MY MOTHER’S HOLOCAUST STORY

A cold-eyed look at one woman’s incredible journey through hell and back.

Restrained, well-handled chronicle, told primarily through letters among family members, of the five years spent by the author’s mother in Nazi labor camps.

Sala Garncarz married an American GI at the end of the war and never spoke to her children about her experiences. In 1991, at age 67 and headed for triple-bypass surgery, she handed a box of letters to her daughter. Kirschner, a New York management consultant, translated them and unraveled a terrible saga. Sala was the youngest of 11 children in Sosnowiec, Poland, which before the war enjoyed a thriving Jewish culture much like that of Lódz and nearby Bedzin.

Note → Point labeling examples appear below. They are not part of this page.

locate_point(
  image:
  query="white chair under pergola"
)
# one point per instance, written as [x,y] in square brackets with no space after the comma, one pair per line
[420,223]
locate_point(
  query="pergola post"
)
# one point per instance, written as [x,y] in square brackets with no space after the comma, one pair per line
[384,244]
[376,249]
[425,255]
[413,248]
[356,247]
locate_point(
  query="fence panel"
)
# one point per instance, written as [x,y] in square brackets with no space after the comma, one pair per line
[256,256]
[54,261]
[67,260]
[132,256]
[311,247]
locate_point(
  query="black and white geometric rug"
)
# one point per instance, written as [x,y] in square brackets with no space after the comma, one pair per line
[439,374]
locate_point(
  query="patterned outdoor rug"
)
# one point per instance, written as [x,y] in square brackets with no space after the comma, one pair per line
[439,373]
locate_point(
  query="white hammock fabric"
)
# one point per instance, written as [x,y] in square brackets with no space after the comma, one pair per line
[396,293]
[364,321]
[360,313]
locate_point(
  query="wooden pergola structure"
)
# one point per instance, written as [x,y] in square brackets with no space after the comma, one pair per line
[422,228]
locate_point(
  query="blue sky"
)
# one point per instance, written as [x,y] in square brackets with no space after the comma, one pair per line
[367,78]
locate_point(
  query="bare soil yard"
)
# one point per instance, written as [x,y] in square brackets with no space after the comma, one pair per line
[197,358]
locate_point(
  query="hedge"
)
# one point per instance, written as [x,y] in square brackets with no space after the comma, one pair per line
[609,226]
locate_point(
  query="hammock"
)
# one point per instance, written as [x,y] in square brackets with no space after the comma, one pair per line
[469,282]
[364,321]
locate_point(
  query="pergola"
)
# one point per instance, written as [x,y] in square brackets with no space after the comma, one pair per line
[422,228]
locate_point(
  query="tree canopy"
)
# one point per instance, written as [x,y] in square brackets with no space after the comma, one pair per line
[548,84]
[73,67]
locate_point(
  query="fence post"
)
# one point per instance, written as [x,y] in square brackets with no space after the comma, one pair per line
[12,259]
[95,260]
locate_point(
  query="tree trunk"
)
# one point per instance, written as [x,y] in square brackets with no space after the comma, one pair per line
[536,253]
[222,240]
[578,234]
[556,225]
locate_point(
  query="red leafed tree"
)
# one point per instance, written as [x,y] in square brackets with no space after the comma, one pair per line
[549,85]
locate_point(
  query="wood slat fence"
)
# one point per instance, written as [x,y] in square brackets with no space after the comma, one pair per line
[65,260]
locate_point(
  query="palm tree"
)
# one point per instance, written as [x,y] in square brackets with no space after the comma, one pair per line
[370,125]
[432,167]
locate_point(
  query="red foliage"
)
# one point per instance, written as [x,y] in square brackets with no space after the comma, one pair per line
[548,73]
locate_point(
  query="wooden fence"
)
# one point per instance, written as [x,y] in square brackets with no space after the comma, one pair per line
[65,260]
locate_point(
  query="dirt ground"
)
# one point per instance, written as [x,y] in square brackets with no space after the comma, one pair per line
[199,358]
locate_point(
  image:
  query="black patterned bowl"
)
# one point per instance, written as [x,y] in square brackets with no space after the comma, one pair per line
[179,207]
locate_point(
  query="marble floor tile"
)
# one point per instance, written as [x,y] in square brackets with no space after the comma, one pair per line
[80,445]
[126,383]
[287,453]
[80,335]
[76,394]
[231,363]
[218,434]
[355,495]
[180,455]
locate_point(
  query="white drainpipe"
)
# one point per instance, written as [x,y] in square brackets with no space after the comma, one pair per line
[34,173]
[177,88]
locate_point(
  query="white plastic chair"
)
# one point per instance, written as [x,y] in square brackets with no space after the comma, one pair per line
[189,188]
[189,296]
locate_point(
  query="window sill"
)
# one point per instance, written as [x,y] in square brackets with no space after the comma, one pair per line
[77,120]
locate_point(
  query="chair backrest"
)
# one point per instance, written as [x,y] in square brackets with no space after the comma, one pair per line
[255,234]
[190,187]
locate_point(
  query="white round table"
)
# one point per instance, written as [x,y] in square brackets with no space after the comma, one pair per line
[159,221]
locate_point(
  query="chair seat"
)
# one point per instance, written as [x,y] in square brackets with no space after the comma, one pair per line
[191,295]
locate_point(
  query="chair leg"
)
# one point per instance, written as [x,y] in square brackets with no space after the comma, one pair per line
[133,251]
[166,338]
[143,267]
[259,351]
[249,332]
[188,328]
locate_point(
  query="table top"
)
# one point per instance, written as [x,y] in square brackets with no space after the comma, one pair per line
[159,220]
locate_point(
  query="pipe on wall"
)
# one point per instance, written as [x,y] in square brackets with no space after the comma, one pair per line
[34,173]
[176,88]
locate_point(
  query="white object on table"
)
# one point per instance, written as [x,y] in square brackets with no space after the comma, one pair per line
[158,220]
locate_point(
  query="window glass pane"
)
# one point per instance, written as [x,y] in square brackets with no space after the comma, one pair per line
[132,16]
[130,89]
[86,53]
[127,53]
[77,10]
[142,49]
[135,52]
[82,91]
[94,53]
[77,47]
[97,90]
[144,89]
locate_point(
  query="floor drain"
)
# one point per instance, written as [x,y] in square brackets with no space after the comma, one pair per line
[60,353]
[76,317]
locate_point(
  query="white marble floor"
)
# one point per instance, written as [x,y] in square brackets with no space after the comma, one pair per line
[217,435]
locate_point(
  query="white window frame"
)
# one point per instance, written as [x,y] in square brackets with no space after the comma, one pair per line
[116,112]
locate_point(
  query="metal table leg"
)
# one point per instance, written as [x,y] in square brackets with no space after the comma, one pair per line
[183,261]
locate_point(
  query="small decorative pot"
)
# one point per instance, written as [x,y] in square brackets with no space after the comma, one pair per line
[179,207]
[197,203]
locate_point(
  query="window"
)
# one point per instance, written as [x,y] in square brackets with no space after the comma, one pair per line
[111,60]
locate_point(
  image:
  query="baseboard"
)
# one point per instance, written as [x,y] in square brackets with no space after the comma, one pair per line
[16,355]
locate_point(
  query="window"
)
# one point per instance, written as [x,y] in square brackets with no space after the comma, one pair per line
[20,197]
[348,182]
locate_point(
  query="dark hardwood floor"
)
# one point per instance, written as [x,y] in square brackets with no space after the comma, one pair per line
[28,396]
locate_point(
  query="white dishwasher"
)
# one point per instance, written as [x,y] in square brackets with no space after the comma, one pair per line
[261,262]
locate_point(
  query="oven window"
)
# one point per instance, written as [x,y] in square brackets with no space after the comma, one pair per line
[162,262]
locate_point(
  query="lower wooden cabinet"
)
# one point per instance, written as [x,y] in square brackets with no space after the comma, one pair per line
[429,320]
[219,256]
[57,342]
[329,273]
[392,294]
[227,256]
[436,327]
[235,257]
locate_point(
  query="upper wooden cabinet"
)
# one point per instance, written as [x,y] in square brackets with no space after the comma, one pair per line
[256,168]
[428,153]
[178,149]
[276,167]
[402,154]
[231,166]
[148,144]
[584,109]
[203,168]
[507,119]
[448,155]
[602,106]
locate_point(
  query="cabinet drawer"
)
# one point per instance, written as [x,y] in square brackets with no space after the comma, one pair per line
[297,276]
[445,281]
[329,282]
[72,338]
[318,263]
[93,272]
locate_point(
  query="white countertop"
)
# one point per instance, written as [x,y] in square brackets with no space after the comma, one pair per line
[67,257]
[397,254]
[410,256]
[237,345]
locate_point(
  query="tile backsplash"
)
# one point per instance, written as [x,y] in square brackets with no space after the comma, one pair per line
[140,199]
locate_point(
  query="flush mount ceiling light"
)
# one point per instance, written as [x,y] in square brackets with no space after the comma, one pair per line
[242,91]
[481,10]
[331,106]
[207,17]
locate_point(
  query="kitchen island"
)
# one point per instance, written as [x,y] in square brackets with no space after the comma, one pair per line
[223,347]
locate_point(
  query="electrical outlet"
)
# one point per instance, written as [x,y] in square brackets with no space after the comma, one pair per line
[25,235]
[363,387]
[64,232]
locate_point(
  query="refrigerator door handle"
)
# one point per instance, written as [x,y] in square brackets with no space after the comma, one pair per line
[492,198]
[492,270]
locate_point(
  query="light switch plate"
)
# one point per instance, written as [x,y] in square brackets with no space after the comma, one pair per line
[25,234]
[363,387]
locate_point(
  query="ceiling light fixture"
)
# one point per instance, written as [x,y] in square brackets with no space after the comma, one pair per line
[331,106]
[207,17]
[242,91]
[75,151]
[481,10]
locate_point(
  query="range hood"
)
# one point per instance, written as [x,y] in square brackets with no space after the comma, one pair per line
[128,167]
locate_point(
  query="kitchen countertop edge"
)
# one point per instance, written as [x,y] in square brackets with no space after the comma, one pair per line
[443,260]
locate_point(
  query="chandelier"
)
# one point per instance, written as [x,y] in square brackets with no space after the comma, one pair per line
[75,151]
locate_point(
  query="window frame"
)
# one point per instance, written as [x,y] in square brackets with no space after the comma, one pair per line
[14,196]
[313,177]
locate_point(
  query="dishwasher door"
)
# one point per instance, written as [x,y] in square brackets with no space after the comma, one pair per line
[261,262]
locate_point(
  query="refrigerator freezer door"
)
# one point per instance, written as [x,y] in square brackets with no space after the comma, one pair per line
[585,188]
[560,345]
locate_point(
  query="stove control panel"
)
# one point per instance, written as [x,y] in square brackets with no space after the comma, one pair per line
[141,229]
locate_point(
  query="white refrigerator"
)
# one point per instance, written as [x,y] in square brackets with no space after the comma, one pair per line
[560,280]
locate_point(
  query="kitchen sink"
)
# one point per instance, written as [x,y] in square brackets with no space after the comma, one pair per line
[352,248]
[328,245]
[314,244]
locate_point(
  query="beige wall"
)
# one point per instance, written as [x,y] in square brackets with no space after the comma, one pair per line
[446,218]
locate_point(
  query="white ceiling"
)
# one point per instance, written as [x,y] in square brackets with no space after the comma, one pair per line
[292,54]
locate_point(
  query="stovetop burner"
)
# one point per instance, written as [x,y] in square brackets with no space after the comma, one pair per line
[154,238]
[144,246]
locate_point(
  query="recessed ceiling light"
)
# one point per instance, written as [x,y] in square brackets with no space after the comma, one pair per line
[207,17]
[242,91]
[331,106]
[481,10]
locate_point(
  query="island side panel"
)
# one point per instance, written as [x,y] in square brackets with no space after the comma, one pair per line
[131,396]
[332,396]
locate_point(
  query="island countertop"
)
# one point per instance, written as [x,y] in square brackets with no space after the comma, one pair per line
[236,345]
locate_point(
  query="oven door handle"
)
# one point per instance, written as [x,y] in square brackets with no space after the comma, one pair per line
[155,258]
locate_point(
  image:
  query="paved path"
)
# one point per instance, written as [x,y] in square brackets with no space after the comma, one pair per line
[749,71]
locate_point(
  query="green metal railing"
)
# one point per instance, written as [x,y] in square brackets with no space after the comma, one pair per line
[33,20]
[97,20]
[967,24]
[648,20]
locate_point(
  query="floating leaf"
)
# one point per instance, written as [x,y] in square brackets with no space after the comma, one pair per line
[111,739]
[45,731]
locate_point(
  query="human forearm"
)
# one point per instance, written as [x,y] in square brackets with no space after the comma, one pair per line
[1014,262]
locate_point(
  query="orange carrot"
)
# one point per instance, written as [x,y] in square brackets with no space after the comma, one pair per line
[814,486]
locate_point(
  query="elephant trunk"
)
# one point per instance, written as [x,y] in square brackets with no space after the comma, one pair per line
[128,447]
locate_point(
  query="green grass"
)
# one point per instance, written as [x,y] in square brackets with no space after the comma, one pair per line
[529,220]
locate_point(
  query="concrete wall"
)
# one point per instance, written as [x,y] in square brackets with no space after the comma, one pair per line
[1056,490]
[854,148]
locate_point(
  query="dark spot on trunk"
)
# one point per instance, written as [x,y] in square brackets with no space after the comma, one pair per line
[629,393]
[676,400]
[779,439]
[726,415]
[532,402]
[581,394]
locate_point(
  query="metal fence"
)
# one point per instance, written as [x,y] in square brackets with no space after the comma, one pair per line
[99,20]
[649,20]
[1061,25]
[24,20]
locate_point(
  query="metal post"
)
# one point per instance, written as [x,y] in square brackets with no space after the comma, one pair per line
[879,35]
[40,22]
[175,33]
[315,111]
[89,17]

At 16, she was rebellious and determined to take her older sister Raizel’s place when the occupying Nazis selected young people from poor homes to work in the growing labor camps. Her “job” was supposed to last for six weeks, but she was instead shuttled for five years among seven camps, part of the slave-labor network that sustained the Nazis’ wartime manufacturing and construction. Part of Sala’s amazing ability to survive was no doubt due to her skill at sewing; she became a seamstress and laundress for the German officers, chosen and accepted as “one clean Jew.” She was also a leader among her peers, attractive and well-liked. Early on, she formed a protective friendship with an older woman named Ala Gertner, and relationships with various men helped her secure favored treatment. Unlike concentration camps such as Auschwitz (where most of her family perished after the roundup at Sosnowiec on Aug. 12, 1942), labor camps permitted inmates to send and receive letters, which were jealously hoarded as frail ties to family and truth. Kirschner allows her mother’s poignant story to emerge from these heartbreaking missives, filling in the gaps with a dignified, quietly eloquent connecting narrative.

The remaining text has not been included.